In any case, when one perceives a loved one’s suffering in this regard, it is important to help them seek professional assistance. Only a professional can assess the individual context in which suicidal thoughts arise and what they mean for that specific person.

3. What resources (services, facilities, hotlines, professionals) are available in Italy, and particularly in Piedmont, for those in need of help, and how can they access them?

I will necessarily simplify my answer. There are resources such as the Samaritans or Telefono Amico hotlines, but in acute suicidal crises, emergency intervention is required, often through access to the Emergency Department. In some cases, hospitalization may be necessary to contain the crisis and understand its nature in order to identify the most suitable interventions—whether pharmacological, psychotherapeutic, or otherwise. When suicidal risk is linked to a psychiatric condition, specific treatments will be indicated. In other cases, non-medical resources may be identified.

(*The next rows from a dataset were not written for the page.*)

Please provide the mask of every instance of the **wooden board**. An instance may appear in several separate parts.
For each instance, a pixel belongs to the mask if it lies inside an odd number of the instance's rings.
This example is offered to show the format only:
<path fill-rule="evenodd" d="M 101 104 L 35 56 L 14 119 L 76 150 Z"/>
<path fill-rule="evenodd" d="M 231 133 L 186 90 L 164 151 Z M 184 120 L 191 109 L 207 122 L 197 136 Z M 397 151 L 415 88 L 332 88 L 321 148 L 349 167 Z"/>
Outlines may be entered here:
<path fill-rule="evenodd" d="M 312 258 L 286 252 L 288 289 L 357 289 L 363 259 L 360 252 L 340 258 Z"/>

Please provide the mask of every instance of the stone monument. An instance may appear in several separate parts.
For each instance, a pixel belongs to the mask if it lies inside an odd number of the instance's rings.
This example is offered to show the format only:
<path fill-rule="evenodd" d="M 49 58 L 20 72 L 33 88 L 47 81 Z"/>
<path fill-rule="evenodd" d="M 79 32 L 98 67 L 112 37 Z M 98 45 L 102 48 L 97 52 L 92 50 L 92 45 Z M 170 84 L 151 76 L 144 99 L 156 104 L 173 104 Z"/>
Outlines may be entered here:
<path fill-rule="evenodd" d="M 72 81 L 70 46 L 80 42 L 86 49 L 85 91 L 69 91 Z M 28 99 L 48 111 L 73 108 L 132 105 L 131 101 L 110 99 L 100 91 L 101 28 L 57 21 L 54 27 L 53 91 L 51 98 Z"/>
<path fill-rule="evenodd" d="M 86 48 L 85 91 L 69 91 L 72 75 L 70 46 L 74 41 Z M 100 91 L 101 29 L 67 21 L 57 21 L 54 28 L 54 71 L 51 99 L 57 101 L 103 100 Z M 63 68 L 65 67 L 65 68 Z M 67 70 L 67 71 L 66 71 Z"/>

For people at chronic risk, living with ongoing suicidal ideation, outpatient care plays a crucial role. Here, the individual and the clinician work together to strengthen reasons for living rather than those for dying. Regarding the resources mentioned, access to Emergency Departments is free and available 24/7. In our region (Piedmont), outpatient mental health services are provided by Centri di Salute Mentale (Mental Health Centers), each with specific procedures and schedules that can be easily found online or by contacting the service directly. Resources are available, and seeking help is always possible: it is never a sign of weakness or failure, but rather a courageous step in taking responsibility for one’s condition of pain and distress.